Ask HN: When someone makes bad remarks on your project, how do you go about it? - rahulskn86
Should you be defensive for your current project?<p>Accepting seems like correct thing to do, since there are always things to improve in code base or the original design assumptions may not be true anymore etc.<p>However, practically I see that it is taken as admission of incorrectness and then it quickly starts to pile up. The code becomes a blame arena for all future problems too.<p>What is the best way to handle the situation?
======
superimposition
Do NOT accept it as admission of incorrectness. That will typically create an
image that you're not a good worker, even when you're just trying to be polite
to the person giving feedback.

Here's the pattern that I've found useful: 1/ Rephrase the feedback "What I
heard you say...". This buys you a bit of time and putting feedback in your
words takes the personal sting out 2/ Turn it into a non-hostile discovery
discussion by saying something like "I'm interested in understanding why you
think x, y, z...". Layer in any relevant context in your question phrasing...

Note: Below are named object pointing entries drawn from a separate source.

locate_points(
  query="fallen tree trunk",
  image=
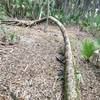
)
(69, 75)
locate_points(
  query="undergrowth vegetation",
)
(89, 47)
(85, 13)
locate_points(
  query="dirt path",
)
(29, 69)
(90, 87)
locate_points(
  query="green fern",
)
(88, 48)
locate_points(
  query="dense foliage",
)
(86, 13)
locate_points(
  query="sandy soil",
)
(29, 70)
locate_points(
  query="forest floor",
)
(30, 70)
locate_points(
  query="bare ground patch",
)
(29, 69)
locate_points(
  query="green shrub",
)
(88, 48)
(12, 38)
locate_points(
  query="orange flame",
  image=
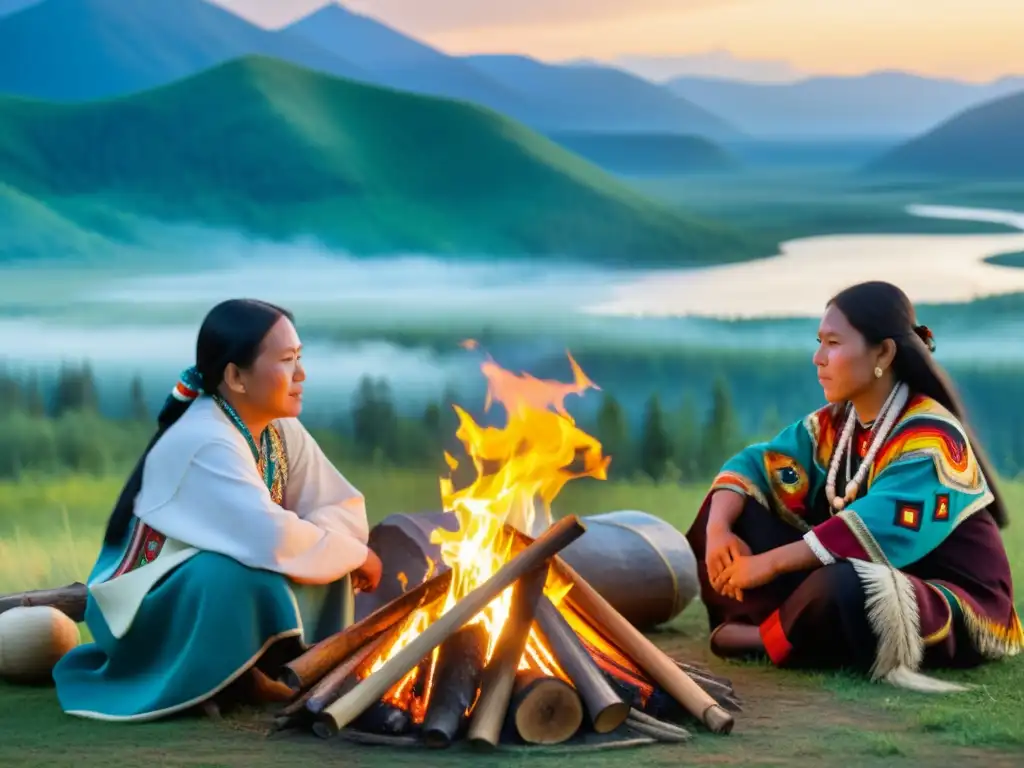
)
(523, 464)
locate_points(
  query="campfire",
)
(503, 642)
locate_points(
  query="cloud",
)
(425, 16)
(443, 15)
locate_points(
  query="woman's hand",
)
(367, 577)
(722, 548)
(747, 572)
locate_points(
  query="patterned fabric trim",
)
(773, 636)
(279, 457)
(821, 426)
(930, 430)
(943, 632)
(992, 640)
(146, 543)
(859, 531)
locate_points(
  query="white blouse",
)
(202, 489)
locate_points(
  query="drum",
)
(32, 640)
(638, 562)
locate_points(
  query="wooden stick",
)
(330, 686)
(657, 728)
(69, 599)
(346, 709)
(606, 709)
(500, 675)
(305, 671)
(460, 664)
(545, 710)
(647, 655)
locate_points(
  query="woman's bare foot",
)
(263, 689)
(731, 640)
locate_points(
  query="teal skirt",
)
(201, 628)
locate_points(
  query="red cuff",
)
(773, 636)
(837, 537)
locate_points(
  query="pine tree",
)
(721, 434)
(137, 410)
(11, 395)
(613, 432)
(686, 436)
(34, 403)
(655, 444)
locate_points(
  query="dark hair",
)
(881, 310)
(231, 332)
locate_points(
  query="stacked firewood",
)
(614, 681)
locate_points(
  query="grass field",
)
(49, 531)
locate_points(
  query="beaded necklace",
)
(264, 455)
(883, 425)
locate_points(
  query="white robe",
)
(201, 488)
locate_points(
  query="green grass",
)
(786, 204)
(49, 532)
(300, 155)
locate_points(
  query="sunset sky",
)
(966, 39)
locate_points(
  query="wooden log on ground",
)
(606, 709)
(545, 710)
(305, 671)
(460, 665)
(654, 728)
(346, 709)
(69, 599)
(647, 655)
(332, 684)
(500, 676)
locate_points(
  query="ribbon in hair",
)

e.g. if the feedback is contradicting the project objectives then you may want
to add that in your question 3/ Rephrase what you heard in your own words 4/
Repeat steps 2-3 until you have sufficient clarity 5/ Decide the appropriate
next steps and articulate that. A feasible next step might be to take no
action because you either resolved the issue through discussion or identified
it's not a priority

------
tiord
I think it really depends on the context, and of course on what the remark is.
I am not sure I understand what do you exactly mean by "bad remark". IMHO, in
addition to what superimposition wrote below, you should evaluate if the
remark (comment) stands or not, if it is well argumented, and if you can learn
something from it. If yes then learn fro,m it, if no then give an argumented
response. IN any case, be polite and curious.